Les pourparlers potentiels surviennent alors que les forces russes continuent leurs avancées laborieuses dans l’est de l’Ukraine, particulièrement autour d’Avdiivka et dans certaines parties de la région de Donetsk, où elles ont réalisé des gains territoriaux progressifs depuis février.
Les pressions économiques pourraient pousser les deux parties vers une solution diplomatique. La Banque mondiale estime que l’économie ukrainienne s’est contractée d’environ 30% depuis 2022, tandis que la Russie fait face à ses propres défis malgré sa résilience face aux sanctions occidentales. Les plafonnements des prix du pétrole et les restrictions technologiques ont freiné la croissance industrielle russe, selon de récentes évaluations du FMI.
Dans la périphérie de Dnipro, où j’ai visité un hôpital militaire le mois dernier, les médecins ont décrit traiter moins de cas de traumatismes ces dernières semaines. « L’intensité a quelque peu diminué, » m’a confié le Dr Pavlo Verkhnyatsky. « Mais nous recevons encore quotidiennement des blessés du front est. »
Le président ukrainien Volodymyr Zelenskyy a maintes fois appelé à des garanties de sécurité de la part des alliés occidentaux comme condition préalable à toute négociation. La formule de paix de son administration exige le retrait complet des Russes des territoires occupés, y compris la Crimée, annexée par Moscou en 2014.
Le Kremlin, quant à lui, continue d’insister sur la neutralité ukrainienne et la reconnaissance des revendications territoriales russes comme points de départ des pourparlers. Ces positions incompatibles soulignent les défis auxquels sont confrontés les médiateurs potentiels.
La Chine s’est positionnée comme un intermédiaire potentiel, avec son plan de paix en 12 points qui a reçu un accueil international mitigé.
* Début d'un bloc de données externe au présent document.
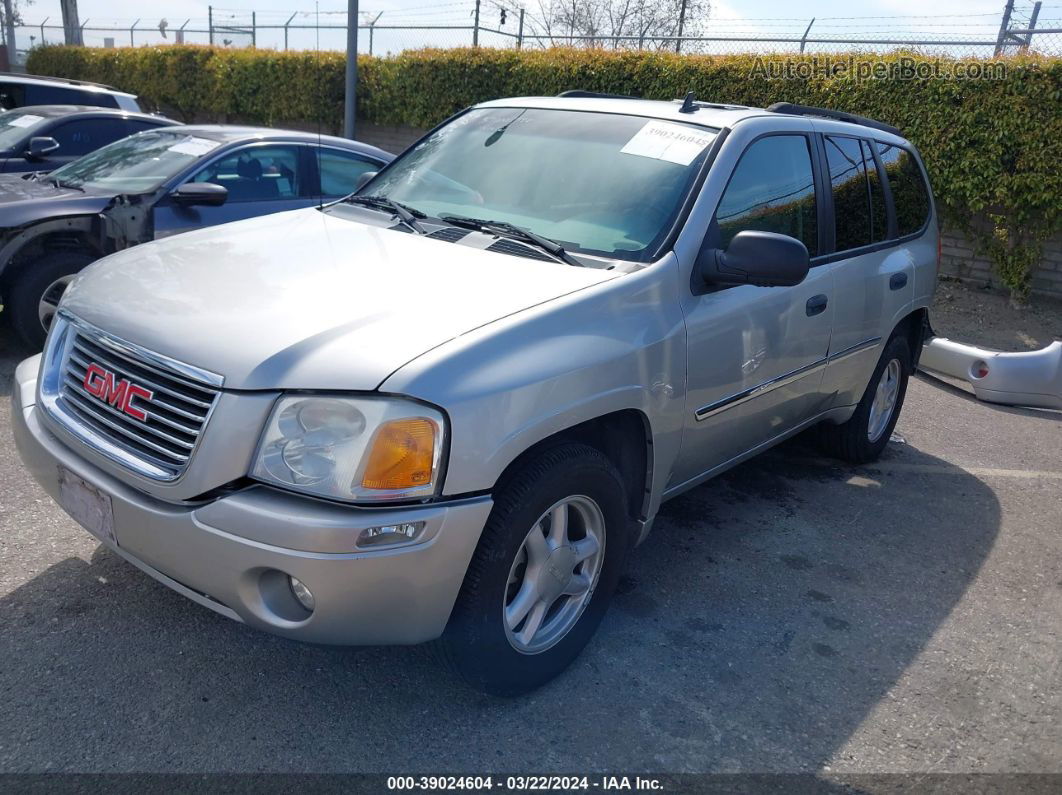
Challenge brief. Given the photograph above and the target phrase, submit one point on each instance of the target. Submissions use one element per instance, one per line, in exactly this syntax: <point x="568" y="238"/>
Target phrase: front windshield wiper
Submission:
<point x="61" y="184"/>
<point x="406" y="214"/>
<point x="507" y="229"/>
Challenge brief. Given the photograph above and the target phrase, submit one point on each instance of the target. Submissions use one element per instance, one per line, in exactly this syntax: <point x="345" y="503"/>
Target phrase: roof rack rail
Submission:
<point x="68" y="81"/>
<point x="579" y="93"/>
<point x="792" y="109"/>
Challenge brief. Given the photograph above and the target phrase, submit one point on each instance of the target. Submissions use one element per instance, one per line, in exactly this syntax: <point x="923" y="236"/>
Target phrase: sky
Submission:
<point x="872" y="18"/>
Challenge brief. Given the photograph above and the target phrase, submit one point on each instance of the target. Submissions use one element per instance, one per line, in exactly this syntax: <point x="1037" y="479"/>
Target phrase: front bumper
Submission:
<point x="226" y="554"/>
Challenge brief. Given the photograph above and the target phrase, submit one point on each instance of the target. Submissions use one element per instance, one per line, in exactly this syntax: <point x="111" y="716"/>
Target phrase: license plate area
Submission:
<point x="87" y="505"/>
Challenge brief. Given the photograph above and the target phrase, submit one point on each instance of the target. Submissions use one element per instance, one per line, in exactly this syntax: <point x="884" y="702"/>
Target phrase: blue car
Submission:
<point x="153" y="185"/>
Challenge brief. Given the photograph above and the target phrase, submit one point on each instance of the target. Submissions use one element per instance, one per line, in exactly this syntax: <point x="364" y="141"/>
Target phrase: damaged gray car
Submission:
<point x="150" y="186"/>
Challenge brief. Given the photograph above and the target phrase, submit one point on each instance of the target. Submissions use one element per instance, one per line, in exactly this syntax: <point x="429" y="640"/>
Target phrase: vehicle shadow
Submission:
<point x="770" y="611"/>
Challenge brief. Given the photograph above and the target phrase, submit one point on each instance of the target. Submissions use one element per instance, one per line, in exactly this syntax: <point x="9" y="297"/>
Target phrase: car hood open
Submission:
<point x="304" y="299"/>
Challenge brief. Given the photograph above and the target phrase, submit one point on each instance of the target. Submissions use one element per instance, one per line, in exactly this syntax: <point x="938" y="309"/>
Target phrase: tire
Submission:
<point x="856" y="441"/>
<point x="478" y="642"/>
<point x="29" y="288"/>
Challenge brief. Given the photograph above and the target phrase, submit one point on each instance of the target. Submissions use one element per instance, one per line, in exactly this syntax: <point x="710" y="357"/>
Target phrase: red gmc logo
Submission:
<point x="101" y="383"/>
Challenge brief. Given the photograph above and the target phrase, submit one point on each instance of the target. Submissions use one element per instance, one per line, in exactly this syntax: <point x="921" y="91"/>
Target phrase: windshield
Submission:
<point x="15" y="125"/>
<point x="600" y="184"/>
<point x="136" y="165"/>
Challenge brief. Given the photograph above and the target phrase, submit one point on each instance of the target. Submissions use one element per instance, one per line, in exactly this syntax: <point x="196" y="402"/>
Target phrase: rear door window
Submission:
<point x="910" y="196"/>
<point x="878" y="210"/>
<point x="852" y="203"/>
<point x="772" y="189"/>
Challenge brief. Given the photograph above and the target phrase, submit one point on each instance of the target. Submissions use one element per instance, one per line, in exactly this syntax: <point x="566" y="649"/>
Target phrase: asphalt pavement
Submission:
<point x="795" y="615"/>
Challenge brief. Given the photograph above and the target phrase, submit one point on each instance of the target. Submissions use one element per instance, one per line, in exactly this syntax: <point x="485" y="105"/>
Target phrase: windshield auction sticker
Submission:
<point x="26" y="121"/>
<point x="194" y="147"/>
<point x="672" y="142"/>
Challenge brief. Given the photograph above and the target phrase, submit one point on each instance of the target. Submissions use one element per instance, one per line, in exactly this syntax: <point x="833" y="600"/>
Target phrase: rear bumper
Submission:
<point x="227" y="554"/>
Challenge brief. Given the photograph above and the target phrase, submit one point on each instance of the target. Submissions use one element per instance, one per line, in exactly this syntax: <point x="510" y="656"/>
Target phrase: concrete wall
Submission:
<point x="957" y="253"/>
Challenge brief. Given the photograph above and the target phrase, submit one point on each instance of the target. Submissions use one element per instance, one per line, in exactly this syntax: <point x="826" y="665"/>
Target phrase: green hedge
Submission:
<point x="992" y="147"/>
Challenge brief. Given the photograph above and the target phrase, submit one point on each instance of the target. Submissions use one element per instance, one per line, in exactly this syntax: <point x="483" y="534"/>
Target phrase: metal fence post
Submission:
<point x="682" y="24"/>
<point x="286" y="30"/>
<point x="803" y="39"/>
<point x="1003" y="27"/>
<point x="372" y="30"/>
Cependant, les responsables occidentaux restent préoccupés par l’alignement stratégique de Pékin avec Moscou malgré ses prétentions à la neutralité.
« La réduction des attaques pourrait être tactique plutôt que stratégique, » avertit le colonel ukrainien à la retraite Ihor Romanenko, que j’ai interviewé par téléphone. « Poutine a besoin de répit pour se regrouper et se réarmer. Ce n’est pas nécessairement un geste de paix. »
Pour les civils ukrainiens, la question demeure de savoir si cette réduction des frappes aériennes représente un changement significatif ou simplement un ajustement tactique temporaire. Après plus de deux ans de guerre à grande échelle, beaucoup ont appris à traiter le calme relatif avec suspicion.
Alors que les diplomates se préparent à d’éventuelles négociations, les forces ukrainiennes continuent de renforcer leurs positions défensives le long de la ligne de front de 1000 kilomètres. L’aide militaire occidentale, bien que retardée par des batailles politiques aux États-Unis en début d’année, a recommencé à affluer, y compris des systèmes cruciaux de défense aérienne.
La question de savoir si ce calme relatif se maintiendra ou se dissoudra en une violence renouvelée dépendra probablement des développements tant sur le champ de bataille que dans les chambres diplomatiques à travers l’Europe dans les semaines à venir.